Espera-se que o público adquira esse ótimo exemplar e que iniciativas semelhantes abundem no Rio de Janeiro, pois agremiações como Madureira, Olaria e Bonsucesso têm muita história para ser contada.

Vale relembrar que no início do próximo ano será lançada a historiografia do Andaraí, idealizada pelo escritor e professor Kléber Monteiro e que conta com a nossa humilde colaboração.

CAMISA 4 OU 22

por Paulo-Roberto Andel


Eu trabalho num sebo. Por isso, regularmente acabo recebendo doações de livros e discos. Na semana passada, quem apareceu foi meu amigo Leo, precisando se desfazer de um material expressivo: centenas de CDs. Passamos praticamente a década de 1980 juntos: fomos escoteiros, jogamos muita bola e botão por aí.

Ele veio à loja, deixou o material e então fomos para a Leiteria Mineira, uma das relíquias do Centro do Rio. Ficamos lá por cerca de duas horas, daí nos despedimos, ele foi para o Metrô Carioca, eu fui para a Praça Tiradentes e só o futuro dirá quando nos veremos novamente. São milhares e milhares de quilômetros de distância entre as nossas casas.

Voltei para o sebo e comecei a mexer num pacotinho que veio junto com os CDs. Num saco plástico transparente, botões, escudinhos de papel do Grêmio e uma trave de plástico. Tudo coisa dos anos 1980, perto dos 40 anos de vida. Ah, o tempo que passa tão rápido.

Saquei um botão do pacote. Era do meu Fluminense, igualzinho a um time que tive e o tempo levou – logo que pude, colecionei botões de vidrilha e galalite. Voltando ao botão: de acrílico verde lindo e o escudo tricolor envolto em fundo circular amarelo. Lindo. Devia ser coisa de 1978: eu ainda não tinha um Estrelão para jogar, sequer um Xalingão, então fazia meu campo com uma cartolina verde, fazendo as linhas pacientemente com caneta e régua. Havia a Copa do Mundo, papel picado nas ruas, a revista em quadrinhos “Dico, o artilheiro”, o começo do Globo Esporte, as figurinhas do Futebol Cards, os botões em pacotinhos na banca de jornal e muito mais coisas para os garotos que, como eu, começavam a ficar apaixonados pelo melhor jogo de bola do mundo.
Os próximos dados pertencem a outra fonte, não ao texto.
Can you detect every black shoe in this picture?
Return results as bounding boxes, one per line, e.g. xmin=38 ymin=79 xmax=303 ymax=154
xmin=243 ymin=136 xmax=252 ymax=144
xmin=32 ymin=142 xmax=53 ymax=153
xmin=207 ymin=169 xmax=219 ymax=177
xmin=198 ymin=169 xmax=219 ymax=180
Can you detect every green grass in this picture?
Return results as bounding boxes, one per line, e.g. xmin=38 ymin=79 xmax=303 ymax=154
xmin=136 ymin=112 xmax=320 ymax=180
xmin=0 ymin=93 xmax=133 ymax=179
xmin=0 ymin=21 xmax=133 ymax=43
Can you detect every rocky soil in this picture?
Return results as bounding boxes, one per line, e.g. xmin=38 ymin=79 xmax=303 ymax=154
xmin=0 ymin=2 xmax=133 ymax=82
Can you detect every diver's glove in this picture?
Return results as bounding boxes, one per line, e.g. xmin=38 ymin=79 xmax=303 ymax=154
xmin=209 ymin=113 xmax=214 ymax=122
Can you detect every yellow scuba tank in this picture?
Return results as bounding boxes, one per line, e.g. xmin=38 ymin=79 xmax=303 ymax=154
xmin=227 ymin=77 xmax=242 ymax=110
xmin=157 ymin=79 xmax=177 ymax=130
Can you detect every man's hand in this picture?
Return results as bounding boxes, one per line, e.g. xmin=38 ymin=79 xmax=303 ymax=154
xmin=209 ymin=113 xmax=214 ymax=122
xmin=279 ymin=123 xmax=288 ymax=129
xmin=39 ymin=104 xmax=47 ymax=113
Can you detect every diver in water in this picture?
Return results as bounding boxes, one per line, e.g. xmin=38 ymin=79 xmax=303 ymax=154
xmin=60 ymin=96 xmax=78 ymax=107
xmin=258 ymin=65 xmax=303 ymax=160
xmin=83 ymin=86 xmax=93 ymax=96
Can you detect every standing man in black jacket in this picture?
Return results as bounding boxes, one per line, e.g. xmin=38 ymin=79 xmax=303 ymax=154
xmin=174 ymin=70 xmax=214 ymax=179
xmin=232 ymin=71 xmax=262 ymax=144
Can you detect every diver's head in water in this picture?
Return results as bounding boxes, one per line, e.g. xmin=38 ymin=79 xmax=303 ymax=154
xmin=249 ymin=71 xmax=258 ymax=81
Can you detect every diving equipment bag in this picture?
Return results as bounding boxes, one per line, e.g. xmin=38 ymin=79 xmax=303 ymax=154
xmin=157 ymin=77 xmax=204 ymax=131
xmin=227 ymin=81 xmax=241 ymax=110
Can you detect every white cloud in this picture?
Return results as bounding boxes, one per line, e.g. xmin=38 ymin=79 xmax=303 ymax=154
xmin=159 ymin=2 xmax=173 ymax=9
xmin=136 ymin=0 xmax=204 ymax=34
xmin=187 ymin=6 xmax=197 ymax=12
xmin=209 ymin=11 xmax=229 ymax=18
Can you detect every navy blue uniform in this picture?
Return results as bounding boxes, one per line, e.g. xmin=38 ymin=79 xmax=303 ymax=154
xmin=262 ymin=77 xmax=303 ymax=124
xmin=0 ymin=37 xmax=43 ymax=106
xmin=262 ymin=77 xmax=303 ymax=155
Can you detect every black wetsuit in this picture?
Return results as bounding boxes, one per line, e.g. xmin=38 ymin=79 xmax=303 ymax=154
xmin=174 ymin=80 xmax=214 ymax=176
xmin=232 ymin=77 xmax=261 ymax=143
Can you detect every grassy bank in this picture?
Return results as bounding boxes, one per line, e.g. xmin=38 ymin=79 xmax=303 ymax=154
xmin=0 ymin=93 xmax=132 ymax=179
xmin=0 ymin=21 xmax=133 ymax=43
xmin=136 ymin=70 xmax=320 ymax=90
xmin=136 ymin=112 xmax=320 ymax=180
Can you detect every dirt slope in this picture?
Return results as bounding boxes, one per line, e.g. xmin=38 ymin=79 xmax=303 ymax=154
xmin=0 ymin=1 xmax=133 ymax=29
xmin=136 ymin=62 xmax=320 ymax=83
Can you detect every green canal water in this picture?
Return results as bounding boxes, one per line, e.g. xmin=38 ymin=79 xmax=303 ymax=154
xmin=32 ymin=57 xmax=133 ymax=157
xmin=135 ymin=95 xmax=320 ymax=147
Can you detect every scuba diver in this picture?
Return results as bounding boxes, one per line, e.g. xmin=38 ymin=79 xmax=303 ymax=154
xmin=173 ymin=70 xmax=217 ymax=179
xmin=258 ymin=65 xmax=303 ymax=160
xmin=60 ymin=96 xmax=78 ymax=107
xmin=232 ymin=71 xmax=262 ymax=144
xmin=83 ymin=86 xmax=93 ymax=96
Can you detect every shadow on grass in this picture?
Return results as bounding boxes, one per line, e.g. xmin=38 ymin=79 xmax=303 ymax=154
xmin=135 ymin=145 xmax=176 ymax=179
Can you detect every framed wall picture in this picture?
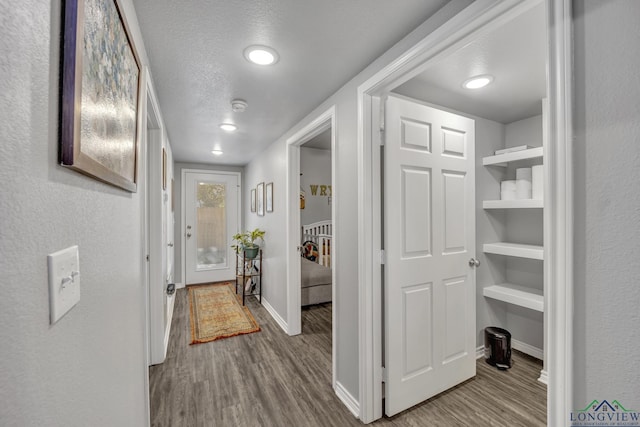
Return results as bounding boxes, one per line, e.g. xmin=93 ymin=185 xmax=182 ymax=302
xmin=59 ymin=0 xmax=141 ymax=192
xmin=265 ymin=182 xmax=273 ymax=212
xmin=251 ymin=188 xmax=256 ymax=212
xmin=256 ymin=182 xmax=264 ymax=216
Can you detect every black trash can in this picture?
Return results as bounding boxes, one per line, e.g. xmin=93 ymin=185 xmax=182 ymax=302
xmin=484 ymin=326 xmax=511 ymax=370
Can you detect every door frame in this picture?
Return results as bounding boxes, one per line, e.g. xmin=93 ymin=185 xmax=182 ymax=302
xmin=180 ymin=169 xmax=242 ymax=286
xmin=357 ymin=0 xmax=573 ymax=425
xmin=286 ymin=105 xmax=340 ymax=382
xmin=143 ymin=68 xmax=168 ymax=365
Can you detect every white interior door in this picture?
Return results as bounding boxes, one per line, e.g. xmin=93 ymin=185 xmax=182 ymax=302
xmin=184 ymin=172 xmax=240 ymax=285
xmin=384 ymin=97 xmax=476 ymax=416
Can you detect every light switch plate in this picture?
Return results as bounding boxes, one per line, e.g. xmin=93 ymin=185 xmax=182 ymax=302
xmin=47 ymin=246 xmax=80 ymax=325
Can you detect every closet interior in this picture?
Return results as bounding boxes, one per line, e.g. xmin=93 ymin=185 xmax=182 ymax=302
xmin=392 ymin=2 xmax=547 ymax=382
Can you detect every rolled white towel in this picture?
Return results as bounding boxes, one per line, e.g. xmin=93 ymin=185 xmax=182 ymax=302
xmin=516 ymin=179 xmax=531 ymax=199
xmin=500 ymin=179 xmax=516 ymax=191
xmin=516 ymin=168 xmax=531 ymax=182
xmin=531 ymin=165 xmax=544 ymax=200
xmin=500 ymin=180 xmax=516 ymax=200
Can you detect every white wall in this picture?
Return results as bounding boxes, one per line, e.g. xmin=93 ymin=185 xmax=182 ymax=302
xmin=243 ymin=0 xmax=471 ymax=400
xmin=573 ymin=0 xmax=640 ymax=410
xmin=0 ymin=0 xmax=155 ymax=426
xmin=173 ymin=163 xmax=244 ymax=286
xmin=300 ymin=146 xmax=331 ymax=225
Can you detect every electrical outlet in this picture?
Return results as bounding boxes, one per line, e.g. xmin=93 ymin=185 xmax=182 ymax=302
xmin=47 ymin=246 xmax=80 ymax=325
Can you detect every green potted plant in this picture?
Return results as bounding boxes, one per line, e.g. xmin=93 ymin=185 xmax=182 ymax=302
xmin=231 ymin=228 xmax=265 ymax=259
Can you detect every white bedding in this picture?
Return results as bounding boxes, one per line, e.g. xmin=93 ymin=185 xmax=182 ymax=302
xmin=300 ymin=257 xmax=331 ymax=288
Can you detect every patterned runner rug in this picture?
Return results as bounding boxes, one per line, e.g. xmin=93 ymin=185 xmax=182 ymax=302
xmin=187 ymin=282 xmax=260 ymax=344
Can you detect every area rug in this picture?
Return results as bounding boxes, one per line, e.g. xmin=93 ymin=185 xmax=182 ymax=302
xmin=188 ymin=283 xmax=260 ymax=344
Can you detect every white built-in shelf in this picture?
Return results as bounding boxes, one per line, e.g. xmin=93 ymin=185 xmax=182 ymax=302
xmin=482 ymin=199 xmax=544 ymax=209
xmin=482 ymin=283 xmax=544 ymax=311
xmin=482 ymin=242 xmax=544 ymax=260
xmin=482 ymin=147 xmax=543 ymax=166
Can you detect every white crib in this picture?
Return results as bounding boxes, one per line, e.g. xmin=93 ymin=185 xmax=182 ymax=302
xmin=302 ymin=220 xmax=333 ymax=268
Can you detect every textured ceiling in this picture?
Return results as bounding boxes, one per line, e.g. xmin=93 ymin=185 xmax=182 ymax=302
xmin=394 ymin=4 xmax=547 ymax=123
xmin=133 ymin=0 xmax=447 ymax=165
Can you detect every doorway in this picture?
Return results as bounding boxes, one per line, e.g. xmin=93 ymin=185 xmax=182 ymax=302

O botão do Fluminense. Tem um número 4 preto bem em cima do escudo e um 22 escrito à caneta. O que será que aconteceu com ele? Era titular e virou reserva? Não sei. A camisa 22 nem existia, exceto para as seleções, mas a 4 teve muitos candidatos. Edinho jogava sempre com a 5, mas usou a 2 em sua segunda passagem pelo clube. E a defesa? Wendell, Miranda, Tadeu, Edinho e Carlinhos. Renato, Miranda, Moisés, Edinho e Rubens. Logo depois teve Ademílton. Pelo caminho ficaram Edval e Dário. Miranda era o Trésor brasileiro, referência de Marius Trésor, cracaço da seleção francesa. Ah, o Edevaldo.


Descobrir quem era o botão faz sentido. Os botões têm vida, alma e personalidade próprias. Se um botão foi batizado com um nome, não se pode contrariá-lo chamando-o por outro. E é pra sempre, porque os botões são imortais.

Sendo o camisa 4 do Fluminense em fins dos anos 1970, o botão teve muito trabalho. Imagine marcar Adílio, Roberto, Mendonça, Tita, Paulo Cezar, Búfalo Gil e outras feras no Estrelão lotado? Não era nada fácil. Naquele pequeno pedaço de belo acrílico verde há uma história, uma vivência e uma atualidade porque o tempo do futebol é diferente dos outros: possui a magia da eternidade. Com ele, futebol, semanalmente temos dez anos de idade para sempre; falamos de coisas de 30 ou 40 anos como se fossem noutro dia e, quando vemos os ídolos hoje setentões, eles nunca têm mais do que 30 ou 25 anos de idade, porque essa é a imagem que ficou para sempre. A imagem de um jogo fica eternamente nos olhos de um menino.

Continuo a apreciar o botão. Tiro uma foto. Ao fundo está o Teatro João Caetano. Então entro no Maracanã lotado. Ele deve ser o Miranda, de uniforme todo branco, encarando Cláudio Adão de rubro-negro ou Catinha de vascaíno. Eu estava na quarta série, sonhava com o Estrelão e com um futuro melhor. Quarenta anos passam rápido, rápido demais, mas só entende quem é do ramo: o futebol é um eterno presente em que vivemos. Está tudo bem guardado na memória.

Eu só queria jogar a partida de novo.